Cuando la actriz Drew Barrymore se separó de su esposo Will Kopelman en 2016 tras cuatro años juntos, nunca le pasó por la cabeza que 12 meses más tarde se sentiría completamente satisfecha con su vida a pesar de seguir soltera, pero ese es precisamente el caso, ya que su papel de madre de dos niñas menores de cinco años y su línea de cosméticos le reclaman demasiado tiempo.
“Mis hijas me proporcionan tantas alegrías que tengo la impresión de que mi vaso está a rebosar ahora mismo.

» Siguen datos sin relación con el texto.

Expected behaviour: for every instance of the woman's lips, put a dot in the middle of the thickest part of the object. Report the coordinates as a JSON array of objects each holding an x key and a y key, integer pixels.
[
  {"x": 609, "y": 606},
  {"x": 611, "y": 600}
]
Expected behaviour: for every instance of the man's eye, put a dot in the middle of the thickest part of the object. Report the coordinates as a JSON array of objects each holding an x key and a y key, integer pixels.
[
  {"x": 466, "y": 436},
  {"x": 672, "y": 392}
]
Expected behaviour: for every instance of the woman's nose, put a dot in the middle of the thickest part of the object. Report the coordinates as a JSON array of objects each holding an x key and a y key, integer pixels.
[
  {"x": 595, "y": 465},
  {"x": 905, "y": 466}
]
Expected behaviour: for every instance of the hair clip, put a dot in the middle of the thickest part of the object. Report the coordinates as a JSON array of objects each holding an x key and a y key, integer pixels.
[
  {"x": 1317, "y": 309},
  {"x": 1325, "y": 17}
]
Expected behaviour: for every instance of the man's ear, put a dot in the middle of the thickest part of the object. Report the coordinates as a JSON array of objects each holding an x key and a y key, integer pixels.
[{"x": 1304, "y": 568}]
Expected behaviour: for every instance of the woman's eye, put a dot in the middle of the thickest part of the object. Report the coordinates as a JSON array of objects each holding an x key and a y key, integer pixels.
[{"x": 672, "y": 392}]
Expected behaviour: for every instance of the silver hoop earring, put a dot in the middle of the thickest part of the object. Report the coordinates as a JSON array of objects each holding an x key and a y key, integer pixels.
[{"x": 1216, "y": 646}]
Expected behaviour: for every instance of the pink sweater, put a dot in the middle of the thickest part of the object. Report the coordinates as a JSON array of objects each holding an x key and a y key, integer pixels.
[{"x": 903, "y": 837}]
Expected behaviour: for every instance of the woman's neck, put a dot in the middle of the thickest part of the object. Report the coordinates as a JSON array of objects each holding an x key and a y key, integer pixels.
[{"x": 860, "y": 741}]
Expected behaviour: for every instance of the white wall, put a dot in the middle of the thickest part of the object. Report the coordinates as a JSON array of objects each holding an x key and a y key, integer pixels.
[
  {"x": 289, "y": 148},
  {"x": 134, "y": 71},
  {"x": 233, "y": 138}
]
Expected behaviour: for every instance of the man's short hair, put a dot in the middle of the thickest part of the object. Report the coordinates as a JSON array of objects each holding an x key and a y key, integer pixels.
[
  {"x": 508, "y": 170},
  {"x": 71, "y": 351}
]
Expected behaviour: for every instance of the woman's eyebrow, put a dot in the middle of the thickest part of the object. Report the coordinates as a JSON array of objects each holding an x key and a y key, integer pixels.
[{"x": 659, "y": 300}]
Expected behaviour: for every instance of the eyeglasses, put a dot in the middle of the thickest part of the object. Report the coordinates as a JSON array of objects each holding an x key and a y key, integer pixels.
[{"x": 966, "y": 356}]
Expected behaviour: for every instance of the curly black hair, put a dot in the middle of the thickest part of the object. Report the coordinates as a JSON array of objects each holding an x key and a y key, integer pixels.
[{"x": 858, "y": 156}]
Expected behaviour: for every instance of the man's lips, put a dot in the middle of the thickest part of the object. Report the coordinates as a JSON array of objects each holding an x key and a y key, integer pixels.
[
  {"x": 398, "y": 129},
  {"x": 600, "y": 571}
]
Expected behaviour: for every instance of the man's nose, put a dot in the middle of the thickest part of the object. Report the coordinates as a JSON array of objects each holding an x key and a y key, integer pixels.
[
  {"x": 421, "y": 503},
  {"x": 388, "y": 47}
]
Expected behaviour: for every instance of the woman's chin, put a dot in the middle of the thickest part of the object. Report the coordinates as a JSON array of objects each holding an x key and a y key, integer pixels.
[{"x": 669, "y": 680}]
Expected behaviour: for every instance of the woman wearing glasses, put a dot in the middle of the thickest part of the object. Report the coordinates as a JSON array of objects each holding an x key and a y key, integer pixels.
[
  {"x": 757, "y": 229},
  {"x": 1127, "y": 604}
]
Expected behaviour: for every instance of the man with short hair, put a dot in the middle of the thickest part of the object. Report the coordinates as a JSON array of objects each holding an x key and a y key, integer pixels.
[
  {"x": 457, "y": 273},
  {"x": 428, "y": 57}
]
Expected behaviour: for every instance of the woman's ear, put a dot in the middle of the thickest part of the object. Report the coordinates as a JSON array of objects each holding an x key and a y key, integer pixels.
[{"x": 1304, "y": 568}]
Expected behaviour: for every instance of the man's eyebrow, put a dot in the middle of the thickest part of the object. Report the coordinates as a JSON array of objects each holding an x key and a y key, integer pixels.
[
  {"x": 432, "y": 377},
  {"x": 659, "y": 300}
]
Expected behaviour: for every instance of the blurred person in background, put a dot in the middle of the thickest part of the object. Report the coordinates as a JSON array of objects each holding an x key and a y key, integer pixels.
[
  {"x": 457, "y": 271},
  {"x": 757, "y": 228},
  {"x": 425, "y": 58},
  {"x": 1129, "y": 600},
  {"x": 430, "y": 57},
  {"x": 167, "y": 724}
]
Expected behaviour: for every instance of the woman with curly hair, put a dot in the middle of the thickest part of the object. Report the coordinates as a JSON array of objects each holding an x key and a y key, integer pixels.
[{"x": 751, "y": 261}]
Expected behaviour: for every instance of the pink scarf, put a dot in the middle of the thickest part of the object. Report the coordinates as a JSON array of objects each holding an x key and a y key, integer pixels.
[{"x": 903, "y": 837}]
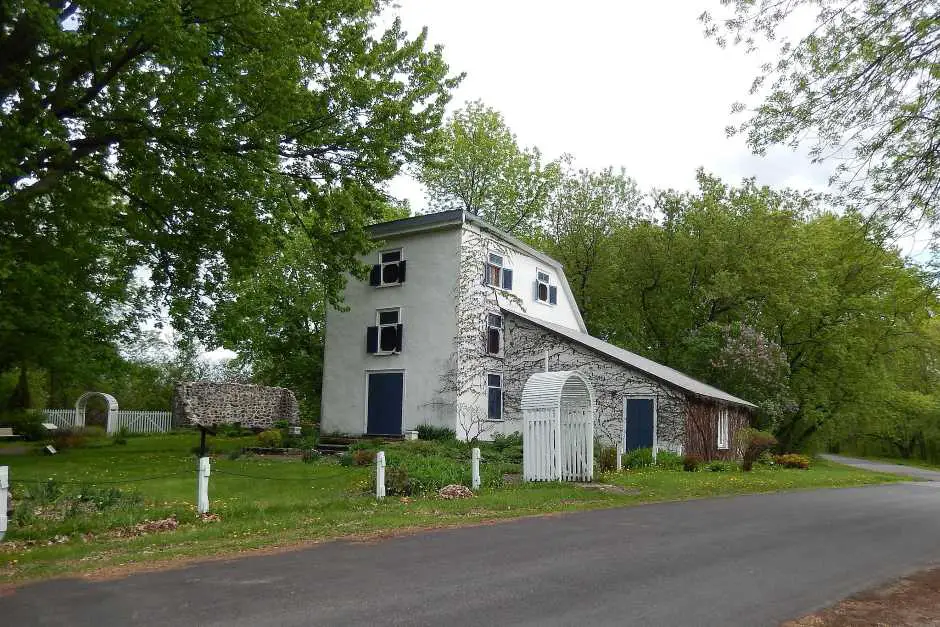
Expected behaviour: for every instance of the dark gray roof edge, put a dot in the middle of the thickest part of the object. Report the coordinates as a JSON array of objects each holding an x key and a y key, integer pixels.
[{"x": 662, "y": 373}]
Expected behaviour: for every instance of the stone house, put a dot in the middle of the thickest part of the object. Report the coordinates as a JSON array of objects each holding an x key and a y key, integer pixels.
[{"x": 457, "y": 314}]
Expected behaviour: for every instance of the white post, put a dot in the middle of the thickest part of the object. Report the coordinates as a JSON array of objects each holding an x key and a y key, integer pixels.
[
  {"x": 380, "y": 475},
  {"x": 4, "y": 493},
  {"x": 202, "y": 504},
  {"x": 475, "y": 468}
]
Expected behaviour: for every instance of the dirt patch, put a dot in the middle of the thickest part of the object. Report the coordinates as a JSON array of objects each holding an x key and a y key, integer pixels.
[{"x": 908, "y": 602}]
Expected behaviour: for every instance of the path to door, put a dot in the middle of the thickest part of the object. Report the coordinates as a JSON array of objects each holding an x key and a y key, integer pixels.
[{"x": 751, "y": 560}]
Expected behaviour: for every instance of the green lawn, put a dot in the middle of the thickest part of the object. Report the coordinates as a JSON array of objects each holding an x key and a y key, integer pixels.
[{"x": 282, "y": 501}]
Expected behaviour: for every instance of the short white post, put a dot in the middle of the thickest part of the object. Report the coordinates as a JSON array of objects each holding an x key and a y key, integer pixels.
[
  {"x": 4, "y": 495},
  {"x": 475, "y": 468},
  {"x": 380, "y": 475},
  {"x": 202, "y": 504}
]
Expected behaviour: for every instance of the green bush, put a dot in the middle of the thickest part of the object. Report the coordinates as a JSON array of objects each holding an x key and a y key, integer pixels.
[
  {"x": 669, "y": 460},
  {"x": 607, "y": 459},
  {"x": 638, "y": 458},
  {"x": 753, "y": 442},
  {"x": 271, "y": 438},
  {"x": 690, "y": 463},
  {"x": 720, "y": 466},
  {"x": 431, "y": 432},
  {"x": 26, "y": 423},
  {"x": 792, "y": 460}
]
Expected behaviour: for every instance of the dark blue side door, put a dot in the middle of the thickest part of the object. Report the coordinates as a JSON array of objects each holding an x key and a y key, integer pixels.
[
  {"x": 385, "y": 403},
  {"x": 639, "y": 423}
]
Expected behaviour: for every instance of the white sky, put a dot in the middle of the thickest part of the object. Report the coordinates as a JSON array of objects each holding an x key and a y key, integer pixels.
[{"x": 621, "y": 83}]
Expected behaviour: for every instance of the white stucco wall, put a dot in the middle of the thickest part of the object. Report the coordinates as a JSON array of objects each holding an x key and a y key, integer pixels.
[{"x": 428, "y": 315}]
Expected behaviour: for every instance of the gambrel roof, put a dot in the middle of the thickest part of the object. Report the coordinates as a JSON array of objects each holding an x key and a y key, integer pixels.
[{"x": 655, "y": 370}]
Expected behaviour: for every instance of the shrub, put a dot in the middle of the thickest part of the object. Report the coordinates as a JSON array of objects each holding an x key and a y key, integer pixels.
[
  {"x": 25, "y": 422},
  {"x": 607, "y": 459},
  {"x": 431, "y": 432},
  {"x": 690, "y": 463},
  {"x": 638, "y": 458},
  {"x": 753, "y": 442},
  {"x": 719, "y": 466},
  {"x": 669, "y": 460},
  {"x": 792, "y": 460},
  {"x": 363, "y": 457},
  {"x": 271, "y": 438}
]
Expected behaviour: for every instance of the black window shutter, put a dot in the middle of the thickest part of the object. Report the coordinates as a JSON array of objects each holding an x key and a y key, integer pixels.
[
  {"x": 495, "y": 406},
  {"x": 372, "y": 339}
]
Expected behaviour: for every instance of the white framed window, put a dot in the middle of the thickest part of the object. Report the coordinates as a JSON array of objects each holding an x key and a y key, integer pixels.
[
  {"x": 545, "y": 292},
  {"x": 723, "y": 429},
  {"x": 390, "y": 270},
  {"x": 494, "y": 396},
  {"x": 496, "y": 272},
  {"x": 385, "y": 338},
  {"x": 494, "y": 334}
]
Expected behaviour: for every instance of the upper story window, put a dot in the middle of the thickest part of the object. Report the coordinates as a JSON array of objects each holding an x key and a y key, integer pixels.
[
  {"x": 390, "y": 270},
  {"x": 545, "y": 292},
  {"x": 494, "y": 334},
  {"x": 496, "y": 272},
  {"x": 385, "y": 338}
]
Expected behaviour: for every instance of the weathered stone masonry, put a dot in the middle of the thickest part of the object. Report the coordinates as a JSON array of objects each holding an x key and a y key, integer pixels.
[
  {"x": 254, "y": 406},
  {"x": 524, "y": 355}
]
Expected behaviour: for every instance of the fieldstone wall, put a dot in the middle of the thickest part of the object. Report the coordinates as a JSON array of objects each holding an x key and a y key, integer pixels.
[
  {"x": 254, "y": 406},
  {"x": 524, "y": 355}
]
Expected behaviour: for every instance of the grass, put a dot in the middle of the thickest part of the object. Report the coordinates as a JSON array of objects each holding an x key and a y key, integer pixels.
[{"x": 265, "y": 502}]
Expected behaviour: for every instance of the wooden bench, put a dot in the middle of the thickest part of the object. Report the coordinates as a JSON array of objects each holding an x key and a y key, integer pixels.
[{"x": 7, "y": 432}]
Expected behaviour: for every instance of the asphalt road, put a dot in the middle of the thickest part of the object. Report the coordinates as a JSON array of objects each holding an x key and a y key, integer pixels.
[
  {"x": 750, "y": 560},
  {"x": 924, "y": 474}
]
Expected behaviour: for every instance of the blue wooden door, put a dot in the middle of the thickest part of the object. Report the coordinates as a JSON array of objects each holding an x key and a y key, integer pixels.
[
  {"x": 385, "y": 403},
  {"x": 639, "y": 423}
]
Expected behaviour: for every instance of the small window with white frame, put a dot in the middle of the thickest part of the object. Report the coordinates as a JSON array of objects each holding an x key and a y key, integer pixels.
[
  {"x": 723, "y": 429},
  {"x": 496, "y": 272},
  {"x": 390, "y": 270},
  {"x": 545, "y": 292},
  {"x": 494, "y": 396},
  {"x": 494, "y": 334}
]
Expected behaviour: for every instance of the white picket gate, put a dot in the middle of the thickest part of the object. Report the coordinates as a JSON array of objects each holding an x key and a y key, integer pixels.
[
  {"x": 558, "y": 427},
  {"x": 133, "y": 421}
]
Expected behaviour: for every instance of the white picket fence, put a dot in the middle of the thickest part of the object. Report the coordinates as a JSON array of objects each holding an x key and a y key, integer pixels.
[{"x": 134, "y": 421}]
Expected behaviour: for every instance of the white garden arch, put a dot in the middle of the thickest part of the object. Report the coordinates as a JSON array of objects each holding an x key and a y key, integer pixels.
[
  {"x": 82, "y": 403},
  {"x": 558, "y": 427}
]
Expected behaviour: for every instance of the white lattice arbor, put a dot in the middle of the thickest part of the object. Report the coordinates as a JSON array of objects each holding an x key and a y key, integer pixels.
[
  {"x": 558, "y": 427},
  {"x": 82, "y": 403}
]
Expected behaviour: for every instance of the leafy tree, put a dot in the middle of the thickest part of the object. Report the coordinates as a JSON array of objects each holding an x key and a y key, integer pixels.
[
  {"x": 476, "y": 164},
  {"x": 581, "y": 217},
  {"x": 861, "y": 88}
]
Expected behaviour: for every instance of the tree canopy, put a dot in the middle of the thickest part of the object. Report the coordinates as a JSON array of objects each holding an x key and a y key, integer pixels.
[{"x": 861, "y": 89}]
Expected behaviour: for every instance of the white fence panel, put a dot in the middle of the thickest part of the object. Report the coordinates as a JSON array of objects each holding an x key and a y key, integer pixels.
[
  {"x": 577, "y": 452},
  {"x": 62, "y": 418},
  {"x": 540, "y": 451},
  {"x": 141, "y": 421}
]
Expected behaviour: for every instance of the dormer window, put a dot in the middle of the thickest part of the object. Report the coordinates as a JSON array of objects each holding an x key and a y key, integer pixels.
[
  {"x": 545, "y": 292},
  {"x": 496, "y": 274},
  {"x": 385, "y": 337},
  {"x": 389, "y": 271}
]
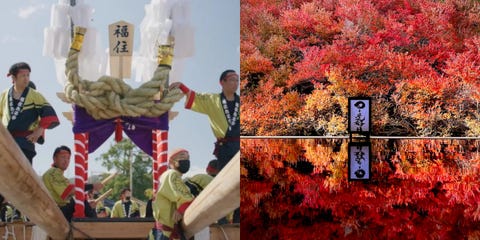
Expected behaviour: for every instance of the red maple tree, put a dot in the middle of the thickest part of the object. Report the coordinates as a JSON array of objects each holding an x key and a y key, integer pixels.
[
  {"x": 419, "y": 189},
  {"x": 418, "y": 60}
]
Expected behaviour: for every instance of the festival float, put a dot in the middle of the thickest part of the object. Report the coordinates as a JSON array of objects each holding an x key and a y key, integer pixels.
[{"x": 106, "y": 106}]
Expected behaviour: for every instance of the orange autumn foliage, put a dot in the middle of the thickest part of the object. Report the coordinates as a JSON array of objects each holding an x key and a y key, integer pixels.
[{"x": 419, "y": 61}]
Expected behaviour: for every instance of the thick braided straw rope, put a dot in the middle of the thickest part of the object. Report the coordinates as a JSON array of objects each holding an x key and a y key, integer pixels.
[{"x": 111, "y": 97}]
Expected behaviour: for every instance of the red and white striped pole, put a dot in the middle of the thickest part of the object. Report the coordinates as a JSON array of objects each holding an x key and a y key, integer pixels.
[
  {"x": 160, "y": 155},
  {"x": 81, "y": 155}
]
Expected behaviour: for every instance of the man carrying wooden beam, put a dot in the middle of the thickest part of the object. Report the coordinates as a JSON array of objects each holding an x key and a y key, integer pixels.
[
  {"x": 173, "y": 197},
  {"x": 61, "y": 190}
]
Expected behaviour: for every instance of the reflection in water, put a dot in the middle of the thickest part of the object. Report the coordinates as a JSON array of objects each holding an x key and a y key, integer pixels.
[{"x": 418, "y": 189}]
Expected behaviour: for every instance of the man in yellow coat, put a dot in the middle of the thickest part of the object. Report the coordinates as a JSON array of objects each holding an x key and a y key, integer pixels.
[{"x": 173, "y": 196}]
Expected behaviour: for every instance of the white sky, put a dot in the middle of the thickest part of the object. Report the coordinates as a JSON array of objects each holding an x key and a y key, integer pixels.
[{"x": 217, "y": 34}]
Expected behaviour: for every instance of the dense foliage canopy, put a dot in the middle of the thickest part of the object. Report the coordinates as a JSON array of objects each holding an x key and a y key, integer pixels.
[
  {"x": 419, "y": 189},
  {"x": 418, "y": 60}
]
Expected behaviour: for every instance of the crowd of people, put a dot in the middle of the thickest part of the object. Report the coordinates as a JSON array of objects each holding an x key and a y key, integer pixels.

Si tuviera que buscar una analogía física para el amor que siento, yo sería un pavo relleno o una piñata, así que por el momento no ansío nada en ese sentido”, explica la intérprete en una entrevista a la revista InStyle.
“No creo que jamás hubiese podido imaginarme que estaría tan feliz, que me sentiría tan completa, sin mantener una relación amorosa. Eso habría sido toda una novedad para mi yo más joven”, declaró.
Tal y como prometieron que harían en el comunicado con que anunciaron el final de su matrimonio, la expareja ha seguido manteniendo una excelente relación por el bien de sus dos hijas en común, y este mismo fin de semana viajaron todos juntos a un lugar nevado para celebrar como una gran familia feliz.